Iptables: How-to Share your internet connection — page 4

3 minute read

4. Using iptables’script

4.1. From the command line

One way to apply the rules we define, is simply to run the script from the command line like:

sudo sh /path/to/firewall-script.sh

but this has the bad effect of not being restore on reboot :s, but still, this will be of great help while tweaking up your firewall.

4.2. Using /etc/rc.local

/etc/rc.local is a custom file where you can add scripts to be executed at the end of each multiuser runlevel.

By default, this file only contain exit 0.

In order to have your iptables firewall script executed on reboot, simply add the path to your firewall script before exit 0.

Copy your firewall script file to /etc/firewall-script.sh for instance. Then make it executable:

sudo chmod 700 /etc/firewall-script.sh

Then edit /etc/rc.local and add /etc/firewall-script.sh before exit 0

Next time you are going to reboot, this script is going to be executed and therefore, your firewall set up restored.

4.3. Using /etc/network/if-up.d/ directory

This one is a bit more tricky.

Once you are done with setting up your firewall script, you will save it to the iptables format by trigerring:

sudo sh /path/to/firewall/script.sh
sudo iptables-save > /etc/firewall-iptables.conf

Now, open and edit /etc/network/if-up.d/iptables and make it look like:

#!/bin/sh
iptables-restore < /etc/firewall-iptables.conf

Then make it executable:

sudo chmod +x /etc/network/if-up.d/iptables

Finally, we need a way to set up /proc/sys/net/ipv4/ip_forward to 1. This can be achieved through /etc/sysctl.conf.

Simply add the following entry if not already there:

net.ipv4.ip_forward=1

which will set /proc/sys/net/ipv4/ip_forward to 1 next time you reboot.

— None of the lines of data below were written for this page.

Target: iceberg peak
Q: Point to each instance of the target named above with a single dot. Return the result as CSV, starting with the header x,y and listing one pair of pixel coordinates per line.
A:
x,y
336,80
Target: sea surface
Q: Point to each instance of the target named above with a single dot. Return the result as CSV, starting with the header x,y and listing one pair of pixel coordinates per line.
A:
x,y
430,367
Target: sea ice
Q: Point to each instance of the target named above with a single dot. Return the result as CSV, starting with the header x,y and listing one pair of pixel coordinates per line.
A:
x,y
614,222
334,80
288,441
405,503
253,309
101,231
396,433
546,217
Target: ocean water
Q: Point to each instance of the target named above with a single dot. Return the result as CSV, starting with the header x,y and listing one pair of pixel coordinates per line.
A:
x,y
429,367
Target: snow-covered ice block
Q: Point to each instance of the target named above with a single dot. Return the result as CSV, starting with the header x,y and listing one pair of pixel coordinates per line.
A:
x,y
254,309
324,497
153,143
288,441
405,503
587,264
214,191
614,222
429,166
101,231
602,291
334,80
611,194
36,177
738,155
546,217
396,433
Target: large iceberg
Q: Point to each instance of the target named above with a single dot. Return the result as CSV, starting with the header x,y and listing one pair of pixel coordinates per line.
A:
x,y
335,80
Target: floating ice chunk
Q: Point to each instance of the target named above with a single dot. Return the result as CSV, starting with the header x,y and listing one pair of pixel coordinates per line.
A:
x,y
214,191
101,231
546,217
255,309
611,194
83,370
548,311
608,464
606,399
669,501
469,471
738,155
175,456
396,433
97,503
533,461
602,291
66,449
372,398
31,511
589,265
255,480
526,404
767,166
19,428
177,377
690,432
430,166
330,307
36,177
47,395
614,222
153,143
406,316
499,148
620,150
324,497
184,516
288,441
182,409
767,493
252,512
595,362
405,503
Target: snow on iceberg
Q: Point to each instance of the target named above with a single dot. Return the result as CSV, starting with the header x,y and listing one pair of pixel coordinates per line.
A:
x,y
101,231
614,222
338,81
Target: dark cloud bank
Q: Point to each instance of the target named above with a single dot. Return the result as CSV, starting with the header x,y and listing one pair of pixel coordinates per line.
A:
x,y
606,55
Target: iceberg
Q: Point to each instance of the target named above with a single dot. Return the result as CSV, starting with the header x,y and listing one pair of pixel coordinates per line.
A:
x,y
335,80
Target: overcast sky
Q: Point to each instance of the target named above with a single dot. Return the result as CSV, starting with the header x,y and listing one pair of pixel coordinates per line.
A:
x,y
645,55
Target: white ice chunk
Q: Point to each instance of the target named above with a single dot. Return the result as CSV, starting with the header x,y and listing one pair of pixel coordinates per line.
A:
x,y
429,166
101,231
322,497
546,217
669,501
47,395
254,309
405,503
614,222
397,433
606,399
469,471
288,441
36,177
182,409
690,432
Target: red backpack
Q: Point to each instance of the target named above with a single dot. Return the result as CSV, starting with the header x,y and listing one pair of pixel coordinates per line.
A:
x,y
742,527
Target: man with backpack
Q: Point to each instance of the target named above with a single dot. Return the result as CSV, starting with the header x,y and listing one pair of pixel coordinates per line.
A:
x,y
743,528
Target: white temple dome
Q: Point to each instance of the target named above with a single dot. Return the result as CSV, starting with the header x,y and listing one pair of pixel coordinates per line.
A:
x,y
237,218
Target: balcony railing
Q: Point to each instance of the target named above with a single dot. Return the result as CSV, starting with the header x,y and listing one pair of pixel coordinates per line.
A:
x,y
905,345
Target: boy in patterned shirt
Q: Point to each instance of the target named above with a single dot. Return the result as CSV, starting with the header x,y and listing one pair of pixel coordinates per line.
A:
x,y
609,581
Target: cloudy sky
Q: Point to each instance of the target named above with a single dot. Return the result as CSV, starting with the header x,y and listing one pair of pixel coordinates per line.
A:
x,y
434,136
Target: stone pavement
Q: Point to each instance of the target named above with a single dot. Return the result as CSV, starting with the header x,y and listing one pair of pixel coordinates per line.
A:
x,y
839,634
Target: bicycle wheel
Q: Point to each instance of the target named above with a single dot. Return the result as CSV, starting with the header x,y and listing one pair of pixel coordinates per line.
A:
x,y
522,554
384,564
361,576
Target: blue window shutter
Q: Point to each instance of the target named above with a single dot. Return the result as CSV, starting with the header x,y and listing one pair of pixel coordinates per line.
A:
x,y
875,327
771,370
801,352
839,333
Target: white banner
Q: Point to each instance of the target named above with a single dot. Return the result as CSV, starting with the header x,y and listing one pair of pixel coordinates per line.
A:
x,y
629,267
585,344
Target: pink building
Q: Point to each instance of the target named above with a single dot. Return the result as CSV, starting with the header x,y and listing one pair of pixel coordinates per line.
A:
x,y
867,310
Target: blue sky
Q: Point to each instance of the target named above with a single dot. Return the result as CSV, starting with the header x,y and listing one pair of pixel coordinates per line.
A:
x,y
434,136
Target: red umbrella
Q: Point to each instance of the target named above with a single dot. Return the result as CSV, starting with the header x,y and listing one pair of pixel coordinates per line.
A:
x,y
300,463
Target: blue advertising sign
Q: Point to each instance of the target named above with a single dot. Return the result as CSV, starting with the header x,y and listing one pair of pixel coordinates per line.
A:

We could have also used /etc/firewall-script.sh instead of the iptables-restore trick, but this way, you can see another way to do it

Reboot, your firewall should be up again :smile:

4.4. Once upon a time

Debian used to have this great /etc/init.d/iptables init script which allowed you to restore iptables settings on boot up, stop your firewall …

This script is now gone… so we have got to do it by ourself now :frowning:

4.5. Rescue script

A handy script to have around is a script that can erase all chains and rules in case you are getting lost with your firewall breakages. The following script will clear up all rules and reset all chain so your firewall will be inactive. I suggest you copy it and keep it somewhere close to you in case of emergency.

#!/bin/bash
IPT='/sbin/iptables'

for a in `cat /proc/net/ip_tables_names`; do
    ${IPT} -F -t $a
    ${IPT} -X -t $a

    if [ $a = nat ]; then
        ${IPT} -t nat -P PREROUTING ACCEPT
        ${IPT} -t nat -P POSTROUTING ACCEPT
        ${IPT} -t nat -P OUTPUT ACCEPT
    elif [ $a = mangle ]; then
        ${IPT} -t mangle -P PREROUTING ACCEPT
        ${IPT} -t mangle -P INPUT ACCEPT
        ${IPT} -t mangle -P FORWARD ACCEPT
        ${IPT} -t mangle -P OUTPUT ACCEPT
        ${IPT} -t mangle -P POSTROUTING ACCEPT
    elif [ $a = filter ]; then
        ${IPT} -t filter -P INPUT ACCEPT
        ${IPT} -t filter -P FORWARD ACCEPT
        ${IPT} -t filter -P OUTPUT ACCEPT
    fi
done

5. Conclusion

This tutorial covered iptables in order to set up a linux firewall which will share your internet connection amongst computer from your local network.

By explaining iptables basis, you should now be able to improve your script so you can allow or disallow specific types of traffic.

This is not the most secure set up though. Best practice would be to set up a policy which disallow all traffic by default and then only allow the traffic you believe that should be permitted.

Finally we went through different ways of recovering iptables setting on reboot.

Hope this helps and will give you enough basis to customize your firewall.